Learn you a Haskell for Great Good:chapter - Syntax in Functions
Translations of this material:
- into Russian: Изучай Haskell ради Добра! Синтаксис функций. Translated in draft, editing and proof-reading required. Completed: 17%.
-
Submitted for translation by Dmitry-Leushin 19.10.2009
Published 2 years, 1 month ago.
Text
Syntax in Functions
Pattern matching
This chapter will cover some of Haskell's cool syntactic constructs and we'll start with pattern matching. Pattern matching consists of specifying patterns to which some data should conform and then checking to see if it does and deconstructing the data according to those patterns.
When defining functions, you can define separate function bodies for different patterns. This leads to really neat code that's simple and readable. You can pattern match on any data type — numbers, characters, lists, tuples, etc. Let's make a really trivial function that checks if the number we supplied to it is a seven or not.
lucky :: (Integral a) => a -> String
lucky 7 = "LUCKY NUMBER SEVEN!"
lucky x = "Sorry, you're out of luck, pal!"
When you call lucky, the patterns will be checked from top to bottom and when it conforms to a pattern, the corresponding function body will be used. The only way a number can conform to the first pattern here is if it is 7. If it's not, it falls through to the second pattern, which matches anything and binds it to x.

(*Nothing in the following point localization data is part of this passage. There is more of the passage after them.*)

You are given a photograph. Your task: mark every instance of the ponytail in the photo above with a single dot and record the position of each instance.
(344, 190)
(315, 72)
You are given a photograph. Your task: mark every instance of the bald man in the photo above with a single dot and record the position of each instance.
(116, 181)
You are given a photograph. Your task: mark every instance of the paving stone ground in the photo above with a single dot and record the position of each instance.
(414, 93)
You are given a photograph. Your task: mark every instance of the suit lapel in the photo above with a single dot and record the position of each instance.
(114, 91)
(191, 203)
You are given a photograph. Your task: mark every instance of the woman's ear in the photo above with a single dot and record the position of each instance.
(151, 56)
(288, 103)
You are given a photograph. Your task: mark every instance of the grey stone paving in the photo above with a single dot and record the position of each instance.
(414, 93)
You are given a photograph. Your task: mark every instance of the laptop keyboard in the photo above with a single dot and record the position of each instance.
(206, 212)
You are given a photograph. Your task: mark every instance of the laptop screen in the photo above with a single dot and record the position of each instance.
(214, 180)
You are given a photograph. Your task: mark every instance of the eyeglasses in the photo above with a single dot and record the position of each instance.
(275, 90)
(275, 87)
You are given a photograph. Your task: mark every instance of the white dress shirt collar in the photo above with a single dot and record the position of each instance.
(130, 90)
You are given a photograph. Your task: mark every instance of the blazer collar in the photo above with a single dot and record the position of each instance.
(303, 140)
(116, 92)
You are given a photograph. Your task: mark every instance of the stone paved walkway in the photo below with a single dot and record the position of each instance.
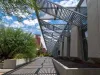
(41, 66)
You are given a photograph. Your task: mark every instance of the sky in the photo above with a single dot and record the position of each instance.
(29, 22)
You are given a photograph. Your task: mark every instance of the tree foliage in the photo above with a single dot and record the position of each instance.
(16, 43)
(17, 7)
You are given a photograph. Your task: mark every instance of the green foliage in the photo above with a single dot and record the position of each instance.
(18, 6)
(16, 43)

This function could have also been implemented by using an if statement. But what if we wanted a function that says the numbers from 1 to 5 and says "Not between 1 and 5" for any other number? Without pattern matching, we'd have to make a pretty convoluted if then else tree. However, with it:
sayMe :: (Integral a) => a -> String
sayMe 1 = "One!"
sayMe 2 = "Two!"
sayMe 3 = "Three!"
sayMe 4 = "Four!"
sayMe 5 = "Five!"
sayMe x = "Not between 1 and 5"
Note that if we moved the last pattern (the catch-all one) to the top, it would always say "Not between 1 and 5", because it would catch all the numbers and they wouldn't have a chance to fall through and be checked for any other patterns.
Remember the factorial function we implemented previously? We defined the factorial of a number n as product [1..n]. We can also define a factorial function recursively, the way it is usually defined in mathematics. We start by saying that the factorial of 0 is 1.
Then we state that the factorial of any positive integer is that integer multiplied by the factorial of its predecessor. Here's how that looks like translated in Haskell terms.
factorial :: (Integral a) => a -> a
factorial 0 = 1
factorial n = n * factorial (n - 1)
This is the first time we've defined a function recursively. Recursion is important in Haskell and we'll take a closer look at it later. But in a nutshell, this is what happens if we try to get the factorial of, say, 3. It tries to compute 3 * factorial 2. The factorial of 2 is 2 * factorial 1, so for now we have 3 * (2 * factorial 1). factorial 1 is 1 * factorial 0, so we have 3 * (2 * (1 * factorial 0)).
Now here comes the trick — we've defined the factorial of 0 to be just 1 and because it encounters that pattern before the catch-all one, it just returns 1.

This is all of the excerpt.